Google Analytics Analytics with Python

Google Analytics is a powerful analytics tool found in an astonishing number of websites. In this tutorial, we will take a look at how to access the Google Analytics API (v4) with Python and Pandas. Additionally, we will take a look at the various ways to analyze your tracking data and create custom reports.

Introduction

In this tutorial, we will be looking into how to load data from the Google Analytics API (v4) with Python. This tutorial is for those of you who already have Google Analytics running, so make sure that you have a website running Google Analytics and you had already some traffic on your site. To set up an analytics property on your website simply follow these instructions. If you have your Google Analytics property set up, you can access and view your analytics for your websites at https://analytics.google.com/analytics/web/. To quickly summarize, we will cover in this tutorial the following topics.

  • How to set up access to the Google Analytics API (GA API)
  • How to set up a Python project to access the GA API
  • How to load your first report with Python
  • How to create custom reports and explore what options we have with the GA API
  • Finally, we will go over some further examples for some inspiration

Setting up Acces to the Google Analytics API

First things first: We need access to the data from Google Analytics. This requires us to use OAuth2 by creating a service account. The whole process to create a is well documented in the Reporting API Quickstart, but take your time as it takes a while to get through it. Here is a quick summary of the process.
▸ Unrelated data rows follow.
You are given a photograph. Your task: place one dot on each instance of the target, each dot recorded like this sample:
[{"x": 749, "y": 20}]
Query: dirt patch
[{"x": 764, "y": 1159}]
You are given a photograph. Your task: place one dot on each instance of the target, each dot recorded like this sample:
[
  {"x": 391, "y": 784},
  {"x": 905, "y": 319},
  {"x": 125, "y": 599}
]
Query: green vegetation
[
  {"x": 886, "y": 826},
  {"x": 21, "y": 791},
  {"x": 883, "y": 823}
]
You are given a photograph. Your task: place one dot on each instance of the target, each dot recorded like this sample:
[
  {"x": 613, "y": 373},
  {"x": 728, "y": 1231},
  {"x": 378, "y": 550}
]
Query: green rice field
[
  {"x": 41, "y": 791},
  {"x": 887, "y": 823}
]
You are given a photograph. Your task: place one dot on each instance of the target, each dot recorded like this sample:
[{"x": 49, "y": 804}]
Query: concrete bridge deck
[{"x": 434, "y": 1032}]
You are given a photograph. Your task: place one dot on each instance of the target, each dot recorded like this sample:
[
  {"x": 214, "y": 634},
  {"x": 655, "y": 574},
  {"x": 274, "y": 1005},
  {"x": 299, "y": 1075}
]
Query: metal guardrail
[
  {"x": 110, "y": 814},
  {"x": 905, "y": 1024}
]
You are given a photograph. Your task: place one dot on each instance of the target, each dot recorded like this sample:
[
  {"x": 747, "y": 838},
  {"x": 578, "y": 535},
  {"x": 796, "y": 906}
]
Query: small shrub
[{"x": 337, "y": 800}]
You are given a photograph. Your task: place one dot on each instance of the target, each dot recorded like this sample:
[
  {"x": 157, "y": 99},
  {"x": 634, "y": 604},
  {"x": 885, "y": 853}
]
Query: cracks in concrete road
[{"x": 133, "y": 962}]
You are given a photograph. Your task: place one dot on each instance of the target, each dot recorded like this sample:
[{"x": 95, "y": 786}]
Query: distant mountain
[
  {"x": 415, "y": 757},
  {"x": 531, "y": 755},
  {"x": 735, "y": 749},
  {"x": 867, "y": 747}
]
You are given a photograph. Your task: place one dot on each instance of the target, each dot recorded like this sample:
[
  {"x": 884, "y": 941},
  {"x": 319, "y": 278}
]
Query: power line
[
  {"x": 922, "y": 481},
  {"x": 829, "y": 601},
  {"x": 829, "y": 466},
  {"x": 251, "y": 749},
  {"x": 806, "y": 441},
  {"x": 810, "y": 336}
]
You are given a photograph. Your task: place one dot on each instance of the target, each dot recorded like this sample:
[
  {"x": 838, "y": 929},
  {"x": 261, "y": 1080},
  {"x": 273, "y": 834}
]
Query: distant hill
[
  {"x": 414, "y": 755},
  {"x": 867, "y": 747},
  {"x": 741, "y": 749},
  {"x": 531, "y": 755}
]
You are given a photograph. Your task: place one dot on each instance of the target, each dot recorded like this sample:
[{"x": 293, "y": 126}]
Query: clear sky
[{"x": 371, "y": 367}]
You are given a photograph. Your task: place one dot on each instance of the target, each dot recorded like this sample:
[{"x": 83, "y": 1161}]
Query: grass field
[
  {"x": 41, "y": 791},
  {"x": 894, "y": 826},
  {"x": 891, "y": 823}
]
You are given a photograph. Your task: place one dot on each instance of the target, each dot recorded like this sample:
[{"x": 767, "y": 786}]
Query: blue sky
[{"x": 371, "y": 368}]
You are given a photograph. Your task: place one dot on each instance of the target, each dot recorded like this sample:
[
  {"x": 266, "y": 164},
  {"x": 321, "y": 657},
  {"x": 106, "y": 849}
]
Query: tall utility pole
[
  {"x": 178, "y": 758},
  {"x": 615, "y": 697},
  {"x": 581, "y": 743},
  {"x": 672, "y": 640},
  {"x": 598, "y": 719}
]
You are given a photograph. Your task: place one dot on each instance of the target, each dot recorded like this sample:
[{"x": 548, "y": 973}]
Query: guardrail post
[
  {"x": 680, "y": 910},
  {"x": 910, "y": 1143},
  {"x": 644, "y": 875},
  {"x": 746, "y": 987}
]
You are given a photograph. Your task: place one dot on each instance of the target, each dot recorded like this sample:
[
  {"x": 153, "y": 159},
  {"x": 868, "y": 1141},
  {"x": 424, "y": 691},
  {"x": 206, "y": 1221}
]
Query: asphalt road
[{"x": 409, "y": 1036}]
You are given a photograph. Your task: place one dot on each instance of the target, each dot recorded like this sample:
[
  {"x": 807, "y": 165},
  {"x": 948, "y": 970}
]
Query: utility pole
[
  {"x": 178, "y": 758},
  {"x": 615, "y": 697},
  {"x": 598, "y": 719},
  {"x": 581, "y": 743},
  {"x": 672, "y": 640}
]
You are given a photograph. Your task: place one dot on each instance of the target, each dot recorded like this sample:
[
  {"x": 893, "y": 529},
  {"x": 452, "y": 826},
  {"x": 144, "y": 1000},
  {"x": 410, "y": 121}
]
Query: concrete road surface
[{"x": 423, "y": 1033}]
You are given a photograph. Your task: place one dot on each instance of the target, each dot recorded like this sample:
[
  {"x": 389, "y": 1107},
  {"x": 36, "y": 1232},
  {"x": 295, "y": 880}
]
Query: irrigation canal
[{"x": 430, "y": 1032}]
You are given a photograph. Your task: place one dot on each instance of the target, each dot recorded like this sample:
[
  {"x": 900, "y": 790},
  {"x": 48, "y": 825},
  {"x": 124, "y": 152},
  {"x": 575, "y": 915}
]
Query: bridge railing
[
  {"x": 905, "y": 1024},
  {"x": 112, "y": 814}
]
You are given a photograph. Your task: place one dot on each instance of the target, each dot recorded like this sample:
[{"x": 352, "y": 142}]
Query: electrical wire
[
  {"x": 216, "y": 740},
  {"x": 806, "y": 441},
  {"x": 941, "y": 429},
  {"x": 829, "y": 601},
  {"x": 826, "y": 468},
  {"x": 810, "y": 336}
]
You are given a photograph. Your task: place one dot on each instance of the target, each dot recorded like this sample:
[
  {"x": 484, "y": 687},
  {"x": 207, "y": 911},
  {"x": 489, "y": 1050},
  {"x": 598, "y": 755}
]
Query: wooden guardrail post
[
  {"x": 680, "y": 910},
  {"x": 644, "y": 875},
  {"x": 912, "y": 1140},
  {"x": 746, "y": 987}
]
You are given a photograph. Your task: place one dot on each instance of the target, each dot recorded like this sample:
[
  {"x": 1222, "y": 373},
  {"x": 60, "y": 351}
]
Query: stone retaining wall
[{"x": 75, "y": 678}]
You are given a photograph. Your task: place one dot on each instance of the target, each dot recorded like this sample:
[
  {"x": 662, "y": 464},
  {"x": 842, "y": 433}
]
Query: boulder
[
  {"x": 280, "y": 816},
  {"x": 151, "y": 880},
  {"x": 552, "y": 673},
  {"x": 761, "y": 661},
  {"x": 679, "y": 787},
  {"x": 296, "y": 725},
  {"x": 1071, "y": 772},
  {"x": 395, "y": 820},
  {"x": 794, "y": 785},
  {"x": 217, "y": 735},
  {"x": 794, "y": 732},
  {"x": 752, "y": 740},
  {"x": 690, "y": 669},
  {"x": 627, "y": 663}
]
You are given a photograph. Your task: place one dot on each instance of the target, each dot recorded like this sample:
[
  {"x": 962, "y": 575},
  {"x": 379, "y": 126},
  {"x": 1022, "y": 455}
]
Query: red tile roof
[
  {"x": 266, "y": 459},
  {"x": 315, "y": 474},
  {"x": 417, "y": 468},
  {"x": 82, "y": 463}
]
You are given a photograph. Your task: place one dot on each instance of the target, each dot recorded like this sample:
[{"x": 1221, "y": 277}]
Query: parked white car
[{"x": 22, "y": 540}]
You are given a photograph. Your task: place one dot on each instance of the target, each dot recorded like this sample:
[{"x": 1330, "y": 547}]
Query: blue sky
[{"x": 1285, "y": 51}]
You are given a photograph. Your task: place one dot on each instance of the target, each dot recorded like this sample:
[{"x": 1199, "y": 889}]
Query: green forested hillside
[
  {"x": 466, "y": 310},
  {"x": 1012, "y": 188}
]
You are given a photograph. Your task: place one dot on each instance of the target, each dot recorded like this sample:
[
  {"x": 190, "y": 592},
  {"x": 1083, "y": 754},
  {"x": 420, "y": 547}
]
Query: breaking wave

  1. Create a project in the Google API Console by following the setup tool. There you will generate credentials which you can download as a JSON file and rename to client_secrets.json which you will need later. Store this file in the project folder and keep it private as this is the access to your GA API account. Also copy the address of your service account email, which should have the form project@PROJECT-ID.iam.gserviceaccount.com.
  2. Now, go to Google Analytics main page and pick the web property you want to access with the API and open the Admin tab on top, got to the User Management section
  3. Next, you need to grant your service account access to your Google Analytics account. Click Add permission for, add the previous service account email and choose the type of permissions. Read & Analyze will do for this tutorial.
  4. Finally, Go to Google Analytics and select a view from which you want to import data. Click on the admin tab and copy the view Id, we will need this later.

Setting up your Python Project

Let’s take a quick look at the structure of your Google Analytics account, as it will become important in the next steps. Each Google Analytics account is made up of one or more properties. A Google Analytics property consists again of one or more reporting views. Finally, a Google Analytics view can be made up of several reports.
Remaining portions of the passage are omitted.